Marcia’s mother ripped apart the house, throwing out drapes and chairs and anything the boys may have touched. In all likelihood, they had been exposed to polio not at the park, but at Ronald’s nursery school. We know this because another cousin enrolled there also contracted polio and had to be put in an iron lung to breathe. The cousin survived, though he has had ongoing physical effects, including facial nerve paralysis and muscle weakness.
My uncles died within a week, but not before suffering. Details of exactly what the boys endured at Newark Beth Israel Hospital died with my grandparents. Polio kills children when their nerves are destroyed, when their muscles shut down, when they can no longer swallow, and then can no longer breathe.
My grandparents never spoke about their sons, even after my mom learned what had happened. But for my mom, the revelation was illuminating. She had spent her childhood aware of a darkness in her home that she couldn’t understand—with a mother who, when she wasn’t anxious, was dipping into deep depressions. Now my own mother understood why.

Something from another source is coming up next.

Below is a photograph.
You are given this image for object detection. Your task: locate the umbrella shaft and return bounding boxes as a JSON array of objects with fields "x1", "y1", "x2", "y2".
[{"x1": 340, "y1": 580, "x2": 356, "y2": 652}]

My grandmother had been pregnant with her third child when her sons died. When she delivered my uncle just a month later, she was so traumatized that she was unable to hold or care for her new baby.
Meanwhile, the polio epidemics continued. In 1952, when my mom was four, there were some 58,000 cases of the disease and over 3,000 deaths. That was the peak year for polio in the U.S.
Marcia told me that the autumn my uncles died, she decided, at age 11, that she wasn’t going to have any children. She didn’t think she could live through every single summer racked with the worry she saw in her parents—and the despair that came for her cousins’ family.
When she got married in 1954, she told me she was too frightened to consider getting pregnant. But by the following year, Salk’s vaccine was widely available to the public. Mothers across the country raced to have their children get the jab. Marcia said the vaccine felt like a miracle.
While it was too late for my uncles and for thousands of other children, Marcia’s three daughters grew up in an America where they didn’t have to fear polio. So did I. Thanks to the vaccine, there has not been a single indigenously acquired case of polio in the United States since 1979. Polio is now endemic in only two countries, Afghanistan and Pakistan, where vaccine penetration is difficult.
When my grandfather died in 1998, my mom found among his belongings paperwork for the upkeep of Ronald and Howard’s graves at a Newark cemetery. She discovered that for fifty years, my grandfather had visited their graves every single week. He had never told anyone. In my family there were some things that were just too painful to discuss.